I have a specific need, and after looking around, it seems like I have two approaches, but I’m not sure which is better, so I thought I’d ask for comments here.
I am drawing a variety of Windows controls. These are all rectangles, but some will appear as other shapes, such as circles and toroids. Nothing is moving in any of these controls. The whole thing will need to redraw as part of a Paint event, but a circle will always be a circle and a torus will always be a torus. The underlying graphics may or may not have something drawn on them, but if they do or not, what gets drawn will always be in the same place and not moving.
The way I was doing this is using an effect to mask out just the area where the underlying texture is showing through. So, there is an area that is transparent, and an area where the underlying texture is visible. This is then drawn onto another texture (and then something else is drawn over the top, but that’s irrelevant).
My shader isn’t working since moving from XNA4.0 to MG3.8. While looking around for reasons why that might be, I came across some discussion of using the stencil buffer to achieve what appears to be pretty much the same effect. It seems that I’d be slightly better off getting the effect to work, as some controls will need a mask while others will not, and the stencil buffer seems to be set at a higher level than what I’m doing. On the other hand, it looks like I could also just not stencil the rectangular shapes and only stencil the ones that needed cropping.
So, what I’m looking for is a way to decide between using an effect versus using a stencil buffer? What advantages/disadvantages are there for the two approaches?
stenciling if you just need a mask im not to practiced with using the stencil buffer myself.
using a shader this shader maybe overkill here because there is also doing transparency and blending but i obviously favor using shaders.
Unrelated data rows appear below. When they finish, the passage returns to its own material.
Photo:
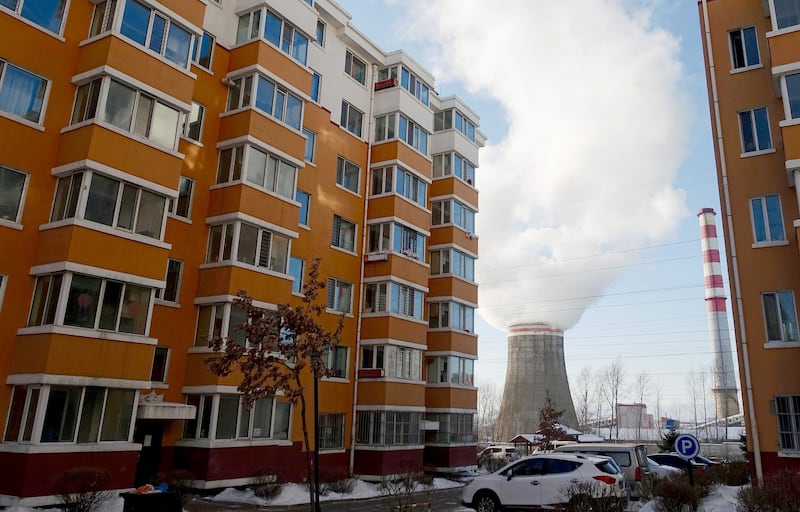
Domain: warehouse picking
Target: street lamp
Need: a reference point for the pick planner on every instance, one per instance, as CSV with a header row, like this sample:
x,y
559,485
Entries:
x,y
314,364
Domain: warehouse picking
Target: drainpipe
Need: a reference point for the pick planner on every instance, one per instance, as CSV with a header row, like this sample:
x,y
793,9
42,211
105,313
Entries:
x,y
367,177
737,292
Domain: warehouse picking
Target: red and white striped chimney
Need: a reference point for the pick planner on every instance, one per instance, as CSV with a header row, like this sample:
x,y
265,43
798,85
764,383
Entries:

However a full example project is included, its old you might have to rebuild it into a new project.
There are quite a few posts to be found on both if you click on the search icon in the top right of this page.
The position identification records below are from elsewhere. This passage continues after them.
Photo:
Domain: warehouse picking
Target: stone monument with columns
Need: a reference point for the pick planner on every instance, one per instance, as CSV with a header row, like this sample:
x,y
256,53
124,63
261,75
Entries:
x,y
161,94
I certainly favor shaders, as well. It seems more self-contained, which is important for this project, since the control doing the drawing is dynamically loaded, but derives from a base class that is not dynamically loaded. A shader can be totally contained in the dynamically loaded class, whereas the stencil buffer seems like it would need to reach into the base class (to the graphics object). Still, I’m curious as to whether there are any performance advantages.
Thanks for the example, though, that may well be useful.